My husband recently had the temerity to tell me that I find it difficult to forgive. Well, I can tell you, I’ll never forgive him for that bit of marital honesty! But, I guess I am a “little” like Paul that I can’t seem to do what I want to do and instead do the very thing that I try to avoid – hold accounts of hurts and wrongs. With every fiber of my being I want to be able to forgive without the bind of strings. I want to be like Jesus.
Even at His death Jesus forgave, Father, forgive them (Luke 23:34). It translates that if I am a Jesus follower, forgiveness is an absolute. Jesus didn’t hold accounts of the repeated hurts, rejections, betrayals that were hurdled at him. Even knowing their true characters he kept Judas on as a disciple, never wavered with Peter, and showed compassion for the uppity desires of James and John. Forgiveness was just a part of Jesus’ DNA.
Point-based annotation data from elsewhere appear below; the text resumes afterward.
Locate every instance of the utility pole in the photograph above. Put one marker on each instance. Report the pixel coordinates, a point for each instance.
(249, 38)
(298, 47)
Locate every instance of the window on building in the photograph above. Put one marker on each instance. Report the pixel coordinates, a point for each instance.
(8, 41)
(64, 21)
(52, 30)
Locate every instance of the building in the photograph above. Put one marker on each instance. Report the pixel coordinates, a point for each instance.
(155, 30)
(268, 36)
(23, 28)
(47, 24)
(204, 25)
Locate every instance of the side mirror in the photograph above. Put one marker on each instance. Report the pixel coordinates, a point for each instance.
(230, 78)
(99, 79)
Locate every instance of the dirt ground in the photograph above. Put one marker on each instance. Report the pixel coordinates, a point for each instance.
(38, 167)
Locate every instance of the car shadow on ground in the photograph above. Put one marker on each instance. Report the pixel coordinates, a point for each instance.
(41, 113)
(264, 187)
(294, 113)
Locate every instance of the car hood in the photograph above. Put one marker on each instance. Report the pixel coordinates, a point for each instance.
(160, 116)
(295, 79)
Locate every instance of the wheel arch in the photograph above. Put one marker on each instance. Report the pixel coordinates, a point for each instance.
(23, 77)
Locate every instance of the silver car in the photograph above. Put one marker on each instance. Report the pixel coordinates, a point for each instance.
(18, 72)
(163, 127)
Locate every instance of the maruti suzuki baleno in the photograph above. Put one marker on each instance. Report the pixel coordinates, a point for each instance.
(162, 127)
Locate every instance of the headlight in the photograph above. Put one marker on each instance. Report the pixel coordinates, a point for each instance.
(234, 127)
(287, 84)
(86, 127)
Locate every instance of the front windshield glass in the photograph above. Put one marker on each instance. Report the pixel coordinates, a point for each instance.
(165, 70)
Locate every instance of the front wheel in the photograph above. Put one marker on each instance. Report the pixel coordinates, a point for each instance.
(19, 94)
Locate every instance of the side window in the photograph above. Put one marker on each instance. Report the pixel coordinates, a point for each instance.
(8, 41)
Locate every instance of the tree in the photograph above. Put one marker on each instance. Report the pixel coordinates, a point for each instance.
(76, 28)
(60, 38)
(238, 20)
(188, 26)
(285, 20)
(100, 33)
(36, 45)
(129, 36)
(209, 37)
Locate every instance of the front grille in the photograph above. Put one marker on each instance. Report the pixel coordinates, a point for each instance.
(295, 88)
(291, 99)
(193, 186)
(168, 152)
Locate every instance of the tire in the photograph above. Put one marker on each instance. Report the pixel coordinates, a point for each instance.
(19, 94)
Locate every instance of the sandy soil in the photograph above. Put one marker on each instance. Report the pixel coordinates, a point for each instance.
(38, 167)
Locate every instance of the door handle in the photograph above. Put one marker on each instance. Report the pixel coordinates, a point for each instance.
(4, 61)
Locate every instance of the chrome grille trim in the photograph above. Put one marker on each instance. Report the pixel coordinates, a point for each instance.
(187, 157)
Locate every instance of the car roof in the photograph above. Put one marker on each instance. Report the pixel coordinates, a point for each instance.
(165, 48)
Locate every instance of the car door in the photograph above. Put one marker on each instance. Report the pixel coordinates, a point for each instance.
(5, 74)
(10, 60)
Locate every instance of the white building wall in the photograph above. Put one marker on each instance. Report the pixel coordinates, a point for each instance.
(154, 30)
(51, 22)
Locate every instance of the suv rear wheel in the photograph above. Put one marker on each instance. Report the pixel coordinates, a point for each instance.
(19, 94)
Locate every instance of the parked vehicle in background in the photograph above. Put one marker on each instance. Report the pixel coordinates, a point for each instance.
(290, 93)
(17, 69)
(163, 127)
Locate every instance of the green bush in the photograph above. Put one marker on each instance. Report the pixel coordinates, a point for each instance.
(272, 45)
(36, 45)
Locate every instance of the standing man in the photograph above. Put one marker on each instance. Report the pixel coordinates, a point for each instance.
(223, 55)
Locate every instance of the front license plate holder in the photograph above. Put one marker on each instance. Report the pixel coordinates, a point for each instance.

Here’s the rub, if Jesus forgave so freely, why do I find forgiveness so difficult? My slow dawning awakens me to the reality that I don’t want to take ownership of my actions, choices, and responses that need forgiveness. My emotional DNA is lacking and this inward look isn’t pretty. Forgiving a person who has caused me so much hurt is to admit, in the eyes of Jesus, that the difference between us is empty space. To forgive is to accept my need for forgiveness.
This is why my husband may be right, as much as I cringe to admit it. But. . .in my defense, I am getting closer to understanding that when I forgive, I accept the abundant forgiveness that Jesus gives me.
Jesus, thank you for instinctively forgiving me.
I need a forgiving "second" nature. I’ve been hurt
but help me to be like You, not holding on but forgiving
in the same way I have been forgiven.